A possible example is a failure of one of the RADIUS servers (there are 3 in each region).
We must:
- respond within 1 day during business hours
- give updates every 2 business days
Update the Status Page
Add an entry briefly describing the service/s affected and level of impact.
Work to fix the issue
The tech lead should lead the actions to fix the service. All developers - frontend and infrastructure - will help.
Tell the relevant people
The incident lead should make sure that the relevant people know about the incident.
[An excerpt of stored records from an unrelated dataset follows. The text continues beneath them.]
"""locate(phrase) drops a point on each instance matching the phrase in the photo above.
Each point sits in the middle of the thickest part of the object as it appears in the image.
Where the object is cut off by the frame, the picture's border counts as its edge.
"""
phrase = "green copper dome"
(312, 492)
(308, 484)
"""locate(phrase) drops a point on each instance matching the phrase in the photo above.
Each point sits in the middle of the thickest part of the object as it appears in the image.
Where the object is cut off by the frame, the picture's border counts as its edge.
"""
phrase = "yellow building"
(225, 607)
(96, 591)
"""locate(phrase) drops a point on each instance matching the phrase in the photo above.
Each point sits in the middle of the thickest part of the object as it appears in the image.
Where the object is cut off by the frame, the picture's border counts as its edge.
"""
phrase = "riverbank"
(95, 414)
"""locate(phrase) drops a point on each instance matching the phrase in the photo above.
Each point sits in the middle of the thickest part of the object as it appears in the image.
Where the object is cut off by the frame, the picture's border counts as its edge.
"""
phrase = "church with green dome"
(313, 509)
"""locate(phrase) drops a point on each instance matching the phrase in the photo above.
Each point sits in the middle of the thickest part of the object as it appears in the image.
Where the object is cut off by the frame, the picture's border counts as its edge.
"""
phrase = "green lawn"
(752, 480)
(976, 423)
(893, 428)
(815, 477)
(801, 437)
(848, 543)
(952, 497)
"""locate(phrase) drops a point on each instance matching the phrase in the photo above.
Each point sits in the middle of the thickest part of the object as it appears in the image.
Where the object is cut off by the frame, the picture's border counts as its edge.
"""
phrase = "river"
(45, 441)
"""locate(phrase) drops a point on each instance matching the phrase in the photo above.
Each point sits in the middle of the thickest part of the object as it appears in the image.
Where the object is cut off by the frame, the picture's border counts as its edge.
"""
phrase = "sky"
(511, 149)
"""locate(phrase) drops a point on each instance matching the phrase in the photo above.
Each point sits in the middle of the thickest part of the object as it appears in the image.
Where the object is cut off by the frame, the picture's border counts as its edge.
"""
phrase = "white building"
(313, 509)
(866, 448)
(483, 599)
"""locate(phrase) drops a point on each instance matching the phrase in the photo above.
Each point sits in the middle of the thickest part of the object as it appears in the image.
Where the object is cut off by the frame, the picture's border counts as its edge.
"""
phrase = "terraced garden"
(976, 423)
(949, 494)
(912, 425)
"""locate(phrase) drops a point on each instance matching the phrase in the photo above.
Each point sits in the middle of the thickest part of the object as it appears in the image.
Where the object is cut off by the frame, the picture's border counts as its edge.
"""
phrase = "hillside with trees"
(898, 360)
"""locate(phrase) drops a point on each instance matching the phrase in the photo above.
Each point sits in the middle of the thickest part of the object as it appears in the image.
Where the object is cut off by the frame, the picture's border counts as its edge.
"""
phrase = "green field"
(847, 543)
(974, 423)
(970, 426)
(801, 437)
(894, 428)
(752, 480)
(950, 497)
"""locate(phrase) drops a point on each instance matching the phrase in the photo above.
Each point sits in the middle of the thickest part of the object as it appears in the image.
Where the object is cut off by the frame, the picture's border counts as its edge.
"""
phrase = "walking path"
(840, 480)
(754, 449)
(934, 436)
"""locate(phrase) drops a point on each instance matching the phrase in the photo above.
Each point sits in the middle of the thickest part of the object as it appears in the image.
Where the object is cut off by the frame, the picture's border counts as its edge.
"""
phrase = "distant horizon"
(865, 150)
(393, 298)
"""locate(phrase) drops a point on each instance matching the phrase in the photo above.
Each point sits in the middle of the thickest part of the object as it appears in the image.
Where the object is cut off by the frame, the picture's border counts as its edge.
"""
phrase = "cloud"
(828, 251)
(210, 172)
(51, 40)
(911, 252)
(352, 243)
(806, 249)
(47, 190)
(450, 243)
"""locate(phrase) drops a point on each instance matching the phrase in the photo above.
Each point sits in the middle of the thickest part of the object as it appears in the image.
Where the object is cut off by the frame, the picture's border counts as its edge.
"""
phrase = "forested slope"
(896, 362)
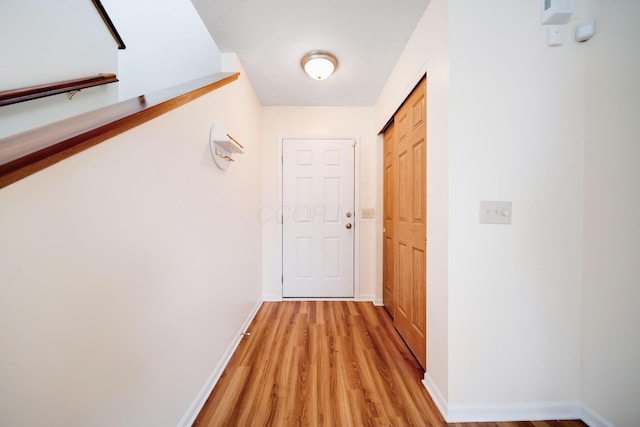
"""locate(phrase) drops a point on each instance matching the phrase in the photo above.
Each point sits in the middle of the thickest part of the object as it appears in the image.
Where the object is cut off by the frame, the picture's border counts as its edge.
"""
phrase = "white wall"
(517, 130)
(611, 291)
(46, 42)
(127, 270)
(428, 50)
(167, 44)
(318, 121)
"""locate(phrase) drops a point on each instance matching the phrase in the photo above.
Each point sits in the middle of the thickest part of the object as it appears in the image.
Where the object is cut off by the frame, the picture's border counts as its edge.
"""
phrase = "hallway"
(324, 363)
The type of incident will affect who the ‘relevant people’ are and how often they should be updated.
P1 incidents
The incident lead needs to:
- send regular updates to the organisations that offer GovWifi in their buildings - use the latest copy of organisation email addresses or download the list from GovWifi admin
- open an incident on the GovWifi status page and add regular updates. You can do this by logging in with your work email account here. “Choose Login With Google”
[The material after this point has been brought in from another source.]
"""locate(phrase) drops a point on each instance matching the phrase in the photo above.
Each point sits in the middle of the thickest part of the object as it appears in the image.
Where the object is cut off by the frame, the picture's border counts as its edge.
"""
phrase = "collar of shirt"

- send quick reports of any significant events to the portfolio-incidents email address
- if there’s been a data breach, tell the Data Protection Officer and Cabinet Office, following the process documented in the service team GDPR documentation
We do not contact individual GovWifi users. This is because we would need the technical team to extract user information from the database. This takes time, which would be better spent fixing the service.
P2 incidents
The incident lead needs to:
- send quick reports of any significant events to the portfolio-incidents email address
- open an incident on the GovWifi status page and add regular updates
- if there’s been a data breach, tell the Data Protection Officer and Cabinet Office, following the process documented in the service team GDPR documentation
- talk to the team and decide what other communications are necessary
P3 and P4 incidents
The incident lead should talk to the team and decide what communications are necessary.
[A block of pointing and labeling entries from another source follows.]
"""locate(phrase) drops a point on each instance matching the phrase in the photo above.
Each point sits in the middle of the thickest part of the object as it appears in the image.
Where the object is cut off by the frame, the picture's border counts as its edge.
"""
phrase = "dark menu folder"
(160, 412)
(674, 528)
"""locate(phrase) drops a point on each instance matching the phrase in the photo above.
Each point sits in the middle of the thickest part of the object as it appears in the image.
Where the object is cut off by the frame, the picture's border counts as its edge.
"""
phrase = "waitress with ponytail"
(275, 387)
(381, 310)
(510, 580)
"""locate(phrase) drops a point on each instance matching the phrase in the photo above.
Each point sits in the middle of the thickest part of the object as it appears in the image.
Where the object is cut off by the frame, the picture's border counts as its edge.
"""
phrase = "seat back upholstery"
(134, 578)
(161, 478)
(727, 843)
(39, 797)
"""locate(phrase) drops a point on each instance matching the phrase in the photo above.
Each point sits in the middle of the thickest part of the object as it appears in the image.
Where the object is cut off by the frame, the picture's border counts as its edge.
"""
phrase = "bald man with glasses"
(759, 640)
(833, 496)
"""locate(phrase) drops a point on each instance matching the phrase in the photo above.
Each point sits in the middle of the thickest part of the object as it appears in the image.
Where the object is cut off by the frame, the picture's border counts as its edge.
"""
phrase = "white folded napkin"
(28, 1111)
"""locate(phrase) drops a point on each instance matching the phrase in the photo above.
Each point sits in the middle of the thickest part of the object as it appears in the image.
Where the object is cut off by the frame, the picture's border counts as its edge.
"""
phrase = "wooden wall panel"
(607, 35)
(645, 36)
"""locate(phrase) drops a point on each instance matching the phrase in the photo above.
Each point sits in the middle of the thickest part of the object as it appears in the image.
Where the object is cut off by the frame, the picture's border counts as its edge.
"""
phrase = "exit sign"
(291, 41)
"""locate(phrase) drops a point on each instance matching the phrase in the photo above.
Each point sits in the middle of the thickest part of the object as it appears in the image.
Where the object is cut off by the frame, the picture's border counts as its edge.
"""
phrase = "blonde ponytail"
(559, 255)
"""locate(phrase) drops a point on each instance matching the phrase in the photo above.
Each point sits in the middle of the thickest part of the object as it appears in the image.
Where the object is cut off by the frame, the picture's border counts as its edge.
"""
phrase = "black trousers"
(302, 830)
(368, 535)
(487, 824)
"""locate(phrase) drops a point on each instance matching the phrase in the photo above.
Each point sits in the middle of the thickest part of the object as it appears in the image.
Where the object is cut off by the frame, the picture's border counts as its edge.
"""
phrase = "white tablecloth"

The team should decide if an incident should be opened on the GovWifi status page.
Create an incident report
The incident lead needs to create an incident report using the report template.
Throughout the incident, record actions taken, decisions, significant external communications in the report. Include timestamps.
After the incident
When the incident is resolved, the incident lead needs to record the completed template with a unique ID in the Incident Log.
Helping other organisation incident management teams with their incidents
From time to time GovWifi may be requested to assist an organisation that is in incident management mode. The following principles should help make the engagement easier.
Identify the admin user for the organisation
In GovWifi admin, locate the admin users listed for the organisation in question. The incident lead for the organisation is unlikely to be an admin user so invite at least one admin user to any resolution call.
Introduce everyone involved in the incident
When speaking to the organisation’s incident team, make sure everyone has been properly introduced. The team may have a very different structure to ours and we need to understand their roles and hierarchy.
Align the goals of any incident calls/meetings
By default GovWifi should focus on assisting to resolve the issue as quickly as possible for our end users. Organisations may be inclined to understand the root cause of the incident first. We must work with the incident team to ensure our calls/meetings are outcome focused.
Demonstrate empathy with the incident team
Emotions are likely to be running high for the incident team. This can lead to miscommunication. Keep calm and try to empathise with the incident team.
Consider the interoperability of unified communications tools
GovWifi uses Google Meet, other organisations may not use Google Meet. If the unified comms does not work for either team try and find one that works for everyone. Screen shares can be incredibly helpful to both teams so finding a common platform is important.
Be confident in your knowledge of GovWifi
Always remember you are the GovWifi subject matter expert and take confidence in that knowledge.